It is estimated that the incidence rate of chronic myeloid leukemia (CML), a type of blood and bone marrow malignancy in which too many white blood cells are produced, varies from 0.6 to 2 cases per 100,000 persons each year.2 More than 95 percent of people with CML are affected with the Philadelphia chromosome (Ph+), a unique chromosomal abnormality that harbors a leukemic gene called BCR-ABL. This gene promotes the disease and allows the disease to progress to terminal acute leukemia – defined as “accelerated” and “blast” phase – if the disease is not properly treated. The current standard first-line treatment for Ph+ CML is the targeted BCR-ABL inhibitor, imatinib.
Nilotinib, a second-generation BCR-ABL inhibitor, recently received FDA approval (June 2010) as a first-line therapy for this patient population based on the results from an 18-month study that found that nilotinib demonstrated superior efficacy as compared with standard therapy imatinib, with higher and faster molecular responses. This study also showed that rates of progression to accelerated or blast phase were also significantly lower for nilotinib than for imatinib.
In order to confirm that the efficacy of nilotinib is durable over a three-year time frame, the period of time when most of the failures to imatinib are described, researchers from the Gruppo Italiano Malattie EMatologiche dell’Adulto (GIMEMA) Chronic Myeloid Leukemia (CML) Working Party (WP) in Italy enrolled 73 patients with newly diagnosed Ph+ CML into a phase II clinical trial in which patients received nilotinib 400 mg twice daily. Currently, the median follow-up is longer than three years. The primary endpoint of the study was the complete cytogenetic response (CCgR) rate at 12 months – meaning that no cells containing the Philadelphia chromosome were detected in the bone marrow. Other outcomes evaluated in the study included overall survival, progression-free survival, failure-free survival, and event-free survival.
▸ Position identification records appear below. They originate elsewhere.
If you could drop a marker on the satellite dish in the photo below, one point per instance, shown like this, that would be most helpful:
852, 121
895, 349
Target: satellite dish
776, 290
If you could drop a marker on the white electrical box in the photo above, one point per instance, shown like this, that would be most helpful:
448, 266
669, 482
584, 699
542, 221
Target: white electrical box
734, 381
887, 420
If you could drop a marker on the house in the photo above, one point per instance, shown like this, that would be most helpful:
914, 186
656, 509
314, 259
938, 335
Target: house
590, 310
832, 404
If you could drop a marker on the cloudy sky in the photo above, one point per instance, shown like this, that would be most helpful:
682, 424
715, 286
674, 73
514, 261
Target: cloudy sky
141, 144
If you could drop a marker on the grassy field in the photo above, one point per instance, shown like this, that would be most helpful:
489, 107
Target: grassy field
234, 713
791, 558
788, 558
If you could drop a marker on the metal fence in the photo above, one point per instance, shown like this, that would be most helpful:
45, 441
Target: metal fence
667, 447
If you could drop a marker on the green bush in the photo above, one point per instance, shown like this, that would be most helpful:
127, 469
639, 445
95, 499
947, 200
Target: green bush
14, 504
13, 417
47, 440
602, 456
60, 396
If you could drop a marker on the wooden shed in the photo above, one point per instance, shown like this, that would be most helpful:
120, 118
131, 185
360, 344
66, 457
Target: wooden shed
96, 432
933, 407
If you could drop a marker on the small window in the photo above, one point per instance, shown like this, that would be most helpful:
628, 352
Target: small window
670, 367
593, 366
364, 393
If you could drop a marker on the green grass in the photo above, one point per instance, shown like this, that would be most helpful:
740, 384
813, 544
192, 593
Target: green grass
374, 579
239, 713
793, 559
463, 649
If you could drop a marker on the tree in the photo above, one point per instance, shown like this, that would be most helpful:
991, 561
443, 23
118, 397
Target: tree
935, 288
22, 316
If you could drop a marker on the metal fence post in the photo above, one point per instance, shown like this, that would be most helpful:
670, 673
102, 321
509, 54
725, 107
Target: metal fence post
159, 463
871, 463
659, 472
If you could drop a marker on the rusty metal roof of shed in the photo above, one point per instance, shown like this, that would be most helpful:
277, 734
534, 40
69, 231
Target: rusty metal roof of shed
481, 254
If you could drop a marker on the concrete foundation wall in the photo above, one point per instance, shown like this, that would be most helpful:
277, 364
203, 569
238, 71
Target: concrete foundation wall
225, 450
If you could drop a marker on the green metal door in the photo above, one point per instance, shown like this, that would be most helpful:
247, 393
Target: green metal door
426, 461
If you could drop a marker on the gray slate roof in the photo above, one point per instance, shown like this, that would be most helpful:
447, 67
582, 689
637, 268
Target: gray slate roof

At different key milestones throughout the study, the CCgR rate was high (78 percent at three months, 96 percent at six, 12, and 18 months). Within 12 months, the cumulative CCgR rate for study participants was 100 percent, which means that all patients achieved CCgR at least once. Additionally, after a median follow-up of 36 months, overall survival, progression-free survival, and failure-free survival reached 99 percent for each, and event-free survival was 92 percent. The cumulative major molecular response (MMR) rate, a more sensitive measurement of response, was 96 percent at 12 months. The MMR rate was 52 percent at three months, 66 percent at six months, 85 percent at one year, 81 percent at 18 months, and 82 percent at two years. In patients who achieved an MMR, none progressed to accelerated or blast phase CML. Furthermore, only one patient in the entire study progressed to accelerated or blast phase due to the development of another BCR-ABL mutation called a T315I mutation.
“While it is important to rapidly induce responses in these patients, it is also important that these responses last as long as possible,” said lead study author Gianantonio Rosti, MD, Scientific Secretary of the GIMEMA CML WP, Department of Hematology and Oncology, University of Bologna, Bologna, Italy. “Results from this study not only show that nilotinib quickly induces high rates of response, but responses also are durable and stable beyond three years, translating into optimal outcomes for newly diagnosed patients with Philadelphia chromosome-positive chronic myeloid leukemia.”